Curve Fitting in PyARPES

Why curve fit

Curve fitting is an extremely important technique in angle resolved-photoemission because it provides a coherent way of dealing with noisy data, it allows for simple treatment of backgrounds, it avoids painful questions of interpretation inherent with some techniques, and it grants access to the rich information ARPES provides of the single particle spectral function.

Simple curve fitting

PyARPES uses lmfit in order to provide a user friendly, compositional API for curve fitting. This allows users to define more complicated models using operators like + and *, but also makes the process of curve fitting transparent and simple.

Here we will prepare an EDC with a step edge, and fit it with a linear density of states multipled by the Fermi distribution and convolved with Gaussian instrumental broadening (AffineBroadenedFD). In general in PyARPES, we use extensions of the models available in lmfit, which provides an xarray compatible and unitful fitting function guess_fit. This has more or less the same call signature as `fit except that we do not need to pass the X and Y data separately, the X data is provided by the dataset coordinates.

[2]:

# first let's prepare some data to curve fit
from arpes.io import example_data

test_edc = example_data.temperature_dependence.spectrum.sel(
    eV=slice(-0.15, None)).sum("phi").isel(temperature=0)

test_edc.plot()

[2]:

[<matplotlib.lines.Line2D at 0x22e18f34520>]
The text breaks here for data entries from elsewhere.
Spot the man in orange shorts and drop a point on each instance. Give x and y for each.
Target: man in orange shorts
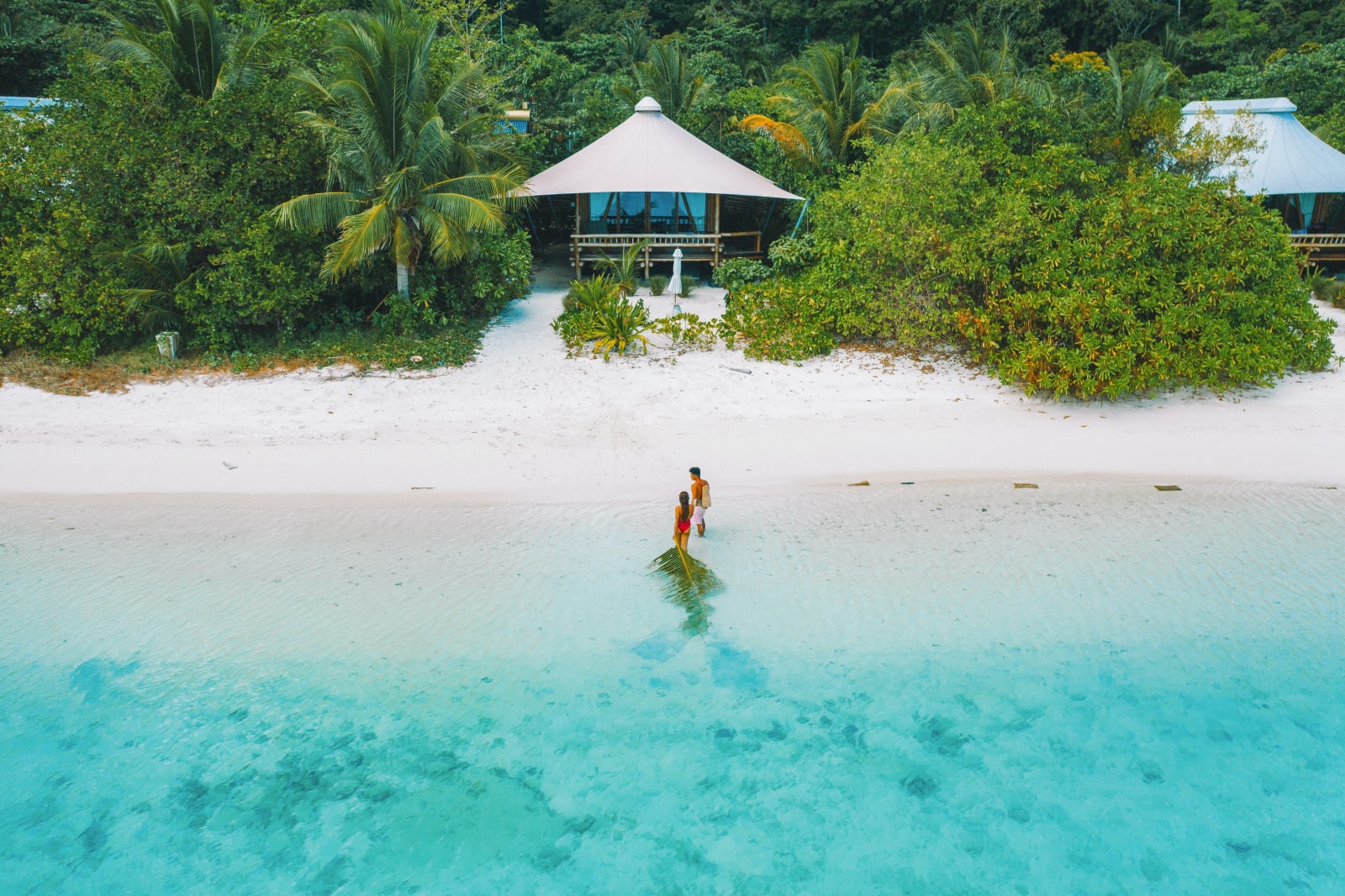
(699, 499)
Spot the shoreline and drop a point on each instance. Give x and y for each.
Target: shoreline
(966, 485)
(525, 424)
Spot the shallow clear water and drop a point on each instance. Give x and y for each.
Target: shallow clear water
(935, 689)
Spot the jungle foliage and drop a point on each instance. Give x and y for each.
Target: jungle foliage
(1062, 272)
(140, 202)
(1002, 177)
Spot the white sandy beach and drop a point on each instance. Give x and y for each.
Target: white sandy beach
(525, 423)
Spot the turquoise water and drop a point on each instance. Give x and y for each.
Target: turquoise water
(948, 689)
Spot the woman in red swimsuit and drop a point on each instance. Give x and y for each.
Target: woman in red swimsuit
(683, 521)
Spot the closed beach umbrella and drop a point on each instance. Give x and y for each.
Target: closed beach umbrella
(676, 282)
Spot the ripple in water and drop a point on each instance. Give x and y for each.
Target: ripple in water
(923, 690)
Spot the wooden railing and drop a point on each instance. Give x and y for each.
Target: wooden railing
(1320, 246)
(696, 246)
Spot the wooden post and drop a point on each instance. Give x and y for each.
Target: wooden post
(580, 210)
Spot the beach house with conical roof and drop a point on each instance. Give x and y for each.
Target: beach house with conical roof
(1300, 175)
(649, 179)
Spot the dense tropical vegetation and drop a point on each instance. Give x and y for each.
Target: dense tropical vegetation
(324, 178)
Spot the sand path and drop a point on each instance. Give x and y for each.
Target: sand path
(524, 421)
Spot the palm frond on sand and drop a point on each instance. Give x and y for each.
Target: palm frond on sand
(688, 582)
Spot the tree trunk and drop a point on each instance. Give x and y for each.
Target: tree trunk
(404, 282)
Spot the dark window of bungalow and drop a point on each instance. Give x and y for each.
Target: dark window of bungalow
(646, 213)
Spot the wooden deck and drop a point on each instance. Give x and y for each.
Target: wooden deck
(696, 246)
(1320, 246)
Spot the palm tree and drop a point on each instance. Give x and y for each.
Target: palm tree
(195, 50)
(414, 166)
(666, 76)
(822, 105)
(155, 272)
(962, 69)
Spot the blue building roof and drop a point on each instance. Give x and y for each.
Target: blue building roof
(11, 104)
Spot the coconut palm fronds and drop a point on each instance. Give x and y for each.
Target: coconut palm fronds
(688, 582)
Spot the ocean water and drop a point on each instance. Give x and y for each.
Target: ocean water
(942, 688)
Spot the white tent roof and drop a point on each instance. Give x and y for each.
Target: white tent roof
(1293, 161)
(651, 154)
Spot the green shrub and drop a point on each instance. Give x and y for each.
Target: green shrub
(596, 311)
(618, 327)
(736, 273)
(686, 329)
(1059, 272)
(791, 255)
(779, 322)
(591, 293)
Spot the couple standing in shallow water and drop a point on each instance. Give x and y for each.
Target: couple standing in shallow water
(690, 509)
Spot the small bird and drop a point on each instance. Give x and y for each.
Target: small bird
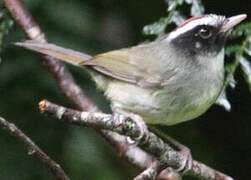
(173, 79)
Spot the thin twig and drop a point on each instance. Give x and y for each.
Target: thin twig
(150, 173)
(33, 149)
(67, 84)
(153, 144)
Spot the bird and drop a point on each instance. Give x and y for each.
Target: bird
(173, 79)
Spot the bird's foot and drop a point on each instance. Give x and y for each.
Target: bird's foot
(142, 137)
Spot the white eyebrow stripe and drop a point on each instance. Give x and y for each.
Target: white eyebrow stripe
(205, 20)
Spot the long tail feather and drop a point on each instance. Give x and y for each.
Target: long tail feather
(67, 55)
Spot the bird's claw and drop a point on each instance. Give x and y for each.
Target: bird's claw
(139, 122)
(187, 161)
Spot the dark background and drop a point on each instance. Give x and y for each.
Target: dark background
(219, 138)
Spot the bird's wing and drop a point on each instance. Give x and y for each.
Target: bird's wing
(127, 66)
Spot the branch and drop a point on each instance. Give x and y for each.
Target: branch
(33, 149)
(153, 144)
(68, 86)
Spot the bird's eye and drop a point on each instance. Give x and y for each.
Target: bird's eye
(205, 33)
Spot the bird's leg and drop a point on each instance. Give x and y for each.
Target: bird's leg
(138, 120)
(187, 163)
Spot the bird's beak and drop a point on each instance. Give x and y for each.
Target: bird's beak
(231, 22)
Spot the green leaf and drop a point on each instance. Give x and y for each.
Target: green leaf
(5, 24)
(223, 101)
(246, 68)
(157, 28)
(197, 7)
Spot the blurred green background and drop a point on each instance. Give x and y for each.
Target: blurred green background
(218, 138)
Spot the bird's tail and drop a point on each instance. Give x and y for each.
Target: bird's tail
(67, 55)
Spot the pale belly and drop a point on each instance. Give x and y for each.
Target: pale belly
(159, 107)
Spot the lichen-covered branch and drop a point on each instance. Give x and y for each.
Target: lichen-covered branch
(67, 84)
(33, 148)
(153, 144)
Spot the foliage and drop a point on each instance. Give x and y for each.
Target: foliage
(5, 24)
(241, 51)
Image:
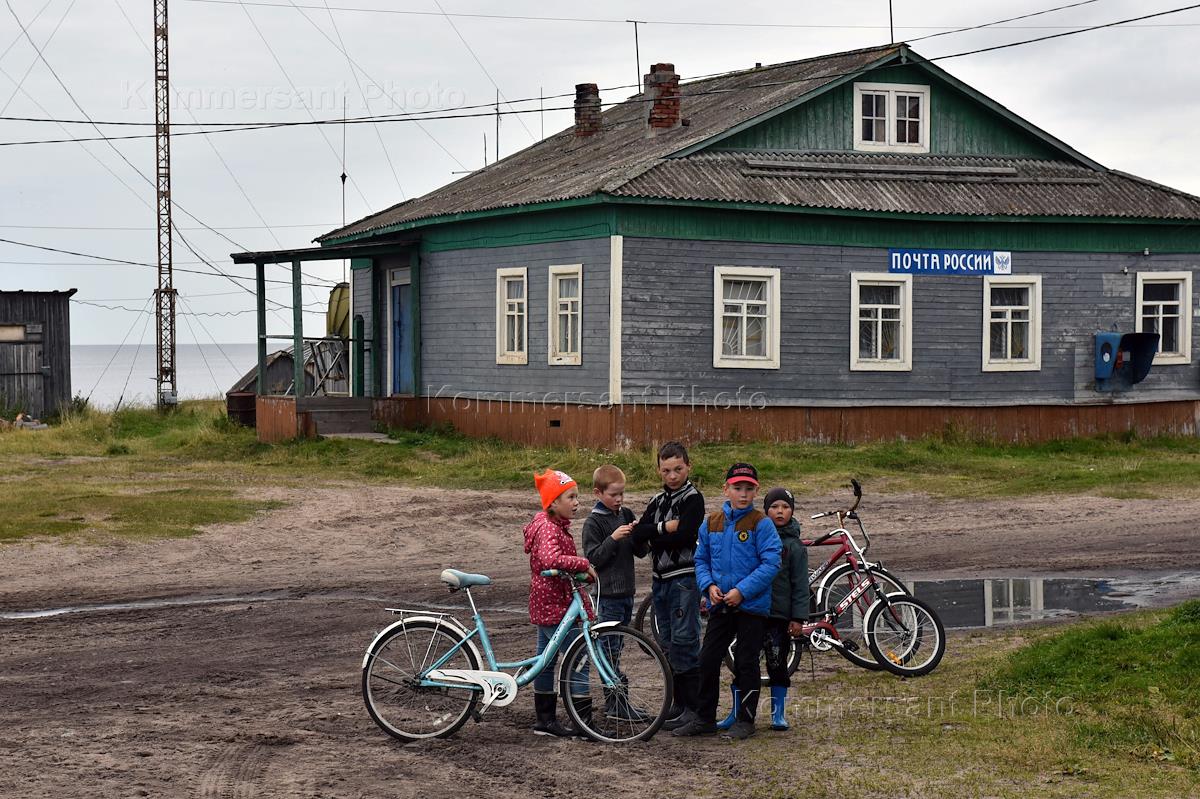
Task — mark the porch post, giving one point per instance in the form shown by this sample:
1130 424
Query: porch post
297 331
261 310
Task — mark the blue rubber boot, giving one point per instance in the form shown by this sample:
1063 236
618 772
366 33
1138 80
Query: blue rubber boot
778 704
725 724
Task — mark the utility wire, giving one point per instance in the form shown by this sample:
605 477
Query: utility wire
299 96
34 62
1001 22
124 262
366 103
643 100
490 78
105 371
137 353
585 19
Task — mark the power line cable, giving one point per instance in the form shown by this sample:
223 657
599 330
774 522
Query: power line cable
1001 22
366 103
105 371
137 353
34 62
299 96
203 356
490 78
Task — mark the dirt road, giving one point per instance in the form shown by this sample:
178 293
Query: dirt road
261 698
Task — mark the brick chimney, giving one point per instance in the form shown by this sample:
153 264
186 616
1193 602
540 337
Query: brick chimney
587 109
663 89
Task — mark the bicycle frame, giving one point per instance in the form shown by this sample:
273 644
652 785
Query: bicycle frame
529 668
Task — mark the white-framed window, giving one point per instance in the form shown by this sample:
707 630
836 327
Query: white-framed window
1164 306
745 318
565 314
880 322
1012 323
511 316
891 118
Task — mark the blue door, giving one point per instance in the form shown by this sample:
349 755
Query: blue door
402 340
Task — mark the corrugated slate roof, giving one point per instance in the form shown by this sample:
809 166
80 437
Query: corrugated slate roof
564 166
909 184
625 160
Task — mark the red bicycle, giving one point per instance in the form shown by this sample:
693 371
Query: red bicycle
858 607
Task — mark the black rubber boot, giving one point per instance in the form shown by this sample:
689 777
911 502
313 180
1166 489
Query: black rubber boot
546 707
583 707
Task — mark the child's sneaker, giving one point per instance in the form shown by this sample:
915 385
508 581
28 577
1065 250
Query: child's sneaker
739 731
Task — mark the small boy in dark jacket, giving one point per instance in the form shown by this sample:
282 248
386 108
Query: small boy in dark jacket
789 607
670 526
609 545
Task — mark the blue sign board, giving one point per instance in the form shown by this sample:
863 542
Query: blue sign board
949 262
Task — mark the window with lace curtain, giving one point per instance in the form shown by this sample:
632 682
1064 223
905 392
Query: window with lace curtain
1012 323
1164 306
511 317
745 317
880 322
565 314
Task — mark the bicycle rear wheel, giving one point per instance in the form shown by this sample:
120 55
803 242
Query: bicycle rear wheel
391 674
905 635
633 707
851 623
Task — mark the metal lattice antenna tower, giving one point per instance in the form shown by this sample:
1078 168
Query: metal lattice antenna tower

../_images/notebooks_curve-fitting_2_1.png

Now, let’s fit this data with a broadened edge.

[3]:

from arpes.fits.fit_models import AffineBroadenedFD

result = AffineBroadenedFD().guess_fit(test_edc)
result.plot()    # plot the fit, residual, etc
result           # print parameters and info

[3]:

Converged: True

Model(affine_broadened_fd)

name	value	min	max	stderr	vary
const_bkg	50944.681	-inf	inf	1068.999	True
conv_width	0.008	0.000	inf	0.006	True
fd_center	-0.009	-inf	inf	0.000	True
fd_width	0.008	0.000	inf	0.003	True
lin_bkg	-77394.660	-inf	inf	9882.491	True
offset	1163.460	0.000	inf	321.408	True

../_images/notebooks_curve-fitting_4_1.png

Empirically, we have a very good fit. One thing it is good to know about resolution convolved edges is that there are two width parameters: fd_width and conv_width. These are the intrinsic edge width caused by thermally excited carriers in the Fermi-Dirac distribution and a broadening which affects the entire spectrum due to instrumental effects, respectively.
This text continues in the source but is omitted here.